Die Überängstlichen sind in höchster Gefahr

Wie lässt sich die Widerstandskraft von Kindern stärken? Jedenfalls nicht durch Expertenhörigkeit, schreibt Gerlinde Unverzagt in ihrem gepfefferten Plädoyer für mehr Selbstbewusstsein der Eltern.

Von Christian Geyer

Dieses Buch kommt zur rechten Zeit und dann doch auch wieder zur Unzeit. In dem Augenblick, da deutsche Politiker und der Kinderschutzbund darauf hinweisen, dass Kindesmissbrauch am häufigsten bei nahen Verwandten, in Familien also, vorkomme und ein gesamtgesellschaftliches Phänomen sei, das tabuisiert werde - in dem Augenblick veröffentlicht Gerlinde Unverzagt ein starkes Pamphlet gegen politische und gesellschaftliche Bevormundung der Eltern bei der Erziehung ihrer Kinder. Wie soll eine solche Lektüre nicht erst einmal verlegen machen?

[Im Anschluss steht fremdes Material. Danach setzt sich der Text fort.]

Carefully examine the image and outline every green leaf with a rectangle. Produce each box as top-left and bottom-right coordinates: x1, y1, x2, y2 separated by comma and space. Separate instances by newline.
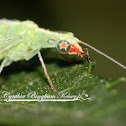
0, 49, 126, 126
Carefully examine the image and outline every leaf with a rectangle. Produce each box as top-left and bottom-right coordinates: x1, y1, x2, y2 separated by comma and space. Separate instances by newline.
0, 49, 126, 126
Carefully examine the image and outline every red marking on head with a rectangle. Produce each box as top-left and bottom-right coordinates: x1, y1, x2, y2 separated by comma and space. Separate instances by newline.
68, 44, 90, 62
61, 43, 66, 48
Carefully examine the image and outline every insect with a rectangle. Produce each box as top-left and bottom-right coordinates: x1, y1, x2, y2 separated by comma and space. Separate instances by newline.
0, 19, 126, 91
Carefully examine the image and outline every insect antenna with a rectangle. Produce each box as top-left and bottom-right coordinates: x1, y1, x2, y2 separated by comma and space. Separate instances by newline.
79, 41, 126, 69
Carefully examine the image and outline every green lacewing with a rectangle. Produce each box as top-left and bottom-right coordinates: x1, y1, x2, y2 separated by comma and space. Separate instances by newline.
0, 19, 126, 91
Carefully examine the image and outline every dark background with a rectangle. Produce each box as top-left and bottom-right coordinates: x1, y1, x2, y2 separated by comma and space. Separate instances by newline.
0, 0, 126, 84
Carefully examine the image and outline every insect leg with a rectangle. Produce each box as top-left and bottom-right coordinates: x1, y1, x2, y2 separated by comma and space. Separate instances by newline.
38, 51, 56, 91
0, 57, 10, 74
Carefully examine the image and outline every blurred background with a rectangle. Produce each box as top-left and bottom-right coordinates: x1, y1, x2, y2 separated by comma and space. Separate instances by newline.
0, 0, 126, 90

Man fragt sich: Können Kinder in verwahrlosten Haushalten, die von ihren Eltern vernachlässigt werden, nicht froh sein, wenn der Staat Sozialarbeiter schickt, die in der Wohnung nach dem Rechten schauen? Und sind nicht jene Kinder noch schlimmer dran, die in intakt genannten Familien Opfer von sexueller Gewalt werden, ohne dass ein …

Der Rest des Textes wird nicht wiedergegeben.